Parrish, who reportedly returned home to Florida yesterday, had refused to discuss the matter. His wife said, "Lemar has decided not to talk to reporters about the matter right now."

A close friend of Parrish, who asked not to be identified, said that the cornerback "wants the matter to be resolved quickly. He wants to play badly against Dallas. The Redskins know they need him, too."

"But they are going to have to come up to his (salary) standard first. He's not asking for an out-of-the-ballpark figure.

Parrish is one of the highest-paid cornerbacks in the league. He also is coming off one of his best seasons, in which he was named all-pro for the first time in his career. He had nine interceptions, with at least one in six straight games.

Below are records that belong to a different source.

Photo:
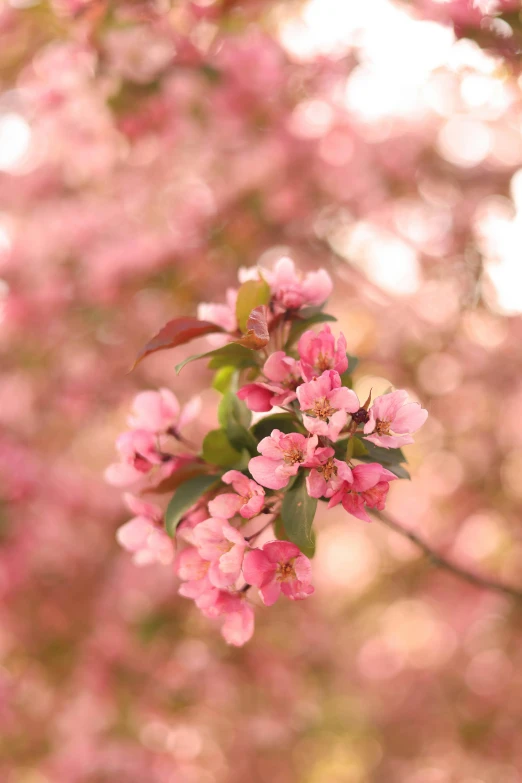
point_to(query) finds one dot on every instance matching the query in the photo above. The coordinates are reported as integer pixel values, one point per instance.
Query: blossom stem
(441, 562)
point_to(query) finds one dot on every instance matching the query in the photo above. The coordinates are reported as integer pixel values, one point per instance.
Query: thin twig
(441, 562)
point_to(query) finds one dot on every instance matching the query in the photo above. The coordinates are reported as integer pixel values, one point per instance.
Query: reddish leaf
(257, 330)
(176, 332)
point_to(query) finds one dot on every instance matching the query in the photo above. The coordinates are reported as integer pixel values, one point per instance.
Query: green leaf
(346, 379)
(229, 355)
(388, 458)
(234, 417)
(233, 355)
(176, 332)
(278, 421)
(280, 534)
(385, 456)
(223, 379)
(186, 495)
(355, 448)
(300, 325)
(297, 513)
(399, 470)
(251, 294)
(218, 450)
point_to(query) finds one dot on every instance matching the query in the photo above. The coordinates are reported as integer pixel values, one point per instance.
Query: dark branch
(447, 565)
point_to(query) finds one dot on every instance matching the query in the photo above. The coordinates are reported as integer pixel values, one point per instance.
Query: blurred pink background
(148, 150)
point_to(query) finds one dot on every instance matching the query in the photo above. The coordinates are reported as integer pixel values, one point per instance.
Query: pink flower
(392, 420)
(221, 544)
(139, 454)
(291, 291)
(142, 536)
(223, 315)
(328, 403)
(257, 396)
(319, 353)
(369, 487)
(239, 616)
(248, 501)
(278, 567)
(159, 411)
(327, 476)
(283, 372)
(193, 570)
(282, 455)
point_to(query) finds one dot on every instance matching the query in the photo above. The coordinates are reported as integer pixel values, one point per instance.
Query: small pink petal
(264, 471)
(225, 506)
(270, 592)
(258, 570)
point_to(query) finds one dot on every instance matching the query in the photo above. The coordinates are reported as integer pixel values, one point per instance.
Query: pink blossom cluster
(317, 440)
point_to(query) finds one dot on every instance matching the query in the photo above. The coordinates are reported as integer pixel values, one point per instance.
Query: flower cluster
(244, 503)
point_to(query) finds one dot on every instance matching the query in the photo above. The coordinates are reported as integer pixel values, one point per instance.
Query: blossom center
(382, 427)
(323, 362)
(361, 416)
(328, 470)
(293, 455)
(322, 408)
(285, 571)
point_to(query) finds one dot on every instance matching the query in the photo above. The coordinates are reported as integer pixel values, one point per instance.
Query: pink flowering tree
(311, 440)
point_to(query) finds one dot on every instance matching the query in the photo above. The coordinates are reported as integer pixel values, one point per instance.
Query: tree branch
(447, 565)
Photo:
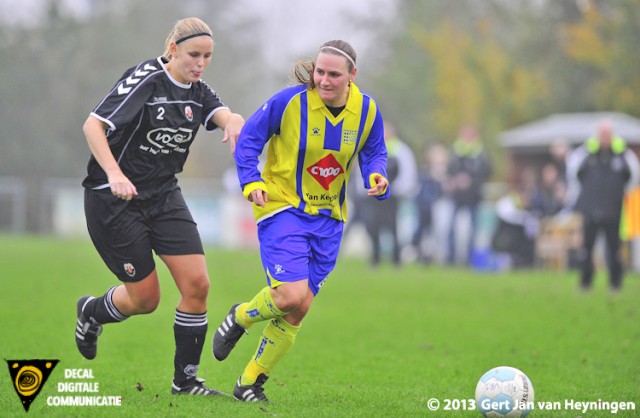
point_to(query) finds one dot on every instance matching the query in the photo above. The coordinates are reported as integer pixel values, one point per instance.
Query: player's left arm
(231, 124)
(373, 161)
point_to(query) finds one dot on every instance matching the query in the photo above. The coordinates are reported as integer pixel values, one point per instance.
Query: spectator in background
(548, 199)
(383, 216)
(603, 168)
(429, 191)
(517, 229)
(469, 169)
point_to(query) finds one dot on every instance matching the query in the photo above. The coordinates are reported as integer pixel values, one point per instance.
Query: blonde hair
(303, 69)
(184, 28)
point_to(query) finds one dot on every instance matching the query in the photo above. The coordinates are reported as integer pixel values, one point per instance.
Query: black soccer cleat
(227, 335)
(196, 388)
(87, 331)
(251, 393)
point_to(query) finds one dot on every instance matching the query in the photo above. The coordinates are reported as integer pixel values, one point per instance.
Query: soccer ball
(504, 392)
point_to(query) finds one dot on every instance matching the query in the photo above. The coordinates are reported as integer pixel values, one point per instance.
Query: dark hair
(303, 69)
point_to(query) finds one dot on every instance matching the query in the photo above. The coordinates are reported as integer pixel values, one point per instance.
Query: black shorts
(126, 233)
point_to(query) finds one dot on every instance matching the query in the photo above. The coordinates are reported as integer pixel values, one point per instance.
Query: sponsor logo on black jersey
(167, 140)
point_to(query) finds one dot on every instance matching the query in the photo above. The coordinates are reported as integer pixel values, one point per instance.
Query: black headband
(193, 35)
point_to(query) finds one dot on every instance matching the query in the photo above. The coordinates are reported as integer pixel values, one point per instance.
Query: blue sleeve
(257, 131)
(372, 158)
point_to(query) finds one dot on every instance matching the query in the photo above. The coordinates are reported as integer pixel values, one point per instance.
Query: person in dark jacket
(603, 168)
(469, 169)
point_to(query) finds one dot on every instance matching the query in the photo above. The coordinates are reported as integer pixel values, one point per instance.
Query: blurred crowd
(457, 217)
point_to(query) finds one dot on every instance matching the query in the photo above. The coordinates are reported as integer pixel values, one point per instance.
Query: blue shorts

"The thing is," one source said, "Lemar is probably more valuable to the Redskins than Riggins. They need him in the secondary. Jeris White is good but he can't compare to Lemar on a man-to-man coverage."

As long as Parrish stays out, the Redskins also have their options with Lavender reduced.

This is Lavender's third absence without permission because of his stomach.

With White activated, Lavender probably would be put on injured reserve if Parrish were in camp.

Lavender also was not available for comment.

Parrish has a history of contract toubles. He asked to be traded from Cincinnati when the Bengals would not raise his $60,000 pact. And league sources say that he has frequently quibbled with the Redskins about this contract.

Ironically, a Redskin official two weeks ago had voiced fears that Parrish would leave camp to seek a raise. "He just seems unhappy about the situation," the official said. "I wouldn't be surprised if he left.

With the constant contract problems, Pardee is having trouble getting his players to concentrate on the game against Tampa Bay. He emphasized yesterday that "we'll still have a season to play and with the people we have and the way these players are dedicated, we will be okay."

Tonight's contest will mark the first appearance of White, Nettles and fullback Wilbur Jackson in Redskin uniforms. White played for Tampa Bay last year, coming to Washington in the offseason for Danny Buggs and a fourth round draft choice. Buggs is a second-team wide receiver with the Bucs.

Jackson, acquired last week in a deal with San Francisco, is expected to play about half the game. His development is crucial, since the Redskins need a power runner to replace Riggins, now in the fifth week of his holdout.

"Wilbur has picked up the offense amazingly fast," said Fred O'Conner, running back coach. "He has about 90 percent of it down. He needs a good night's work and that's what we plan to give him.

Pardee plans to play his regulars, including quarterback Joe Theismann, for about a half, then begin substituting liberally.

Nettles played with Baltimore for six years, starting the last two. The Colts waived him last week.

A fifth-round choice in 1974, Nettles, who is 6 feet and weighs 178, has only five interceptions as a pro. Last year was his best, with two, as he started 15 games after missing the season opener. He had played in 71 games with the Colts, starting 37.

Nettles was expected in Tampa Bay lst night to work out with the Redskins.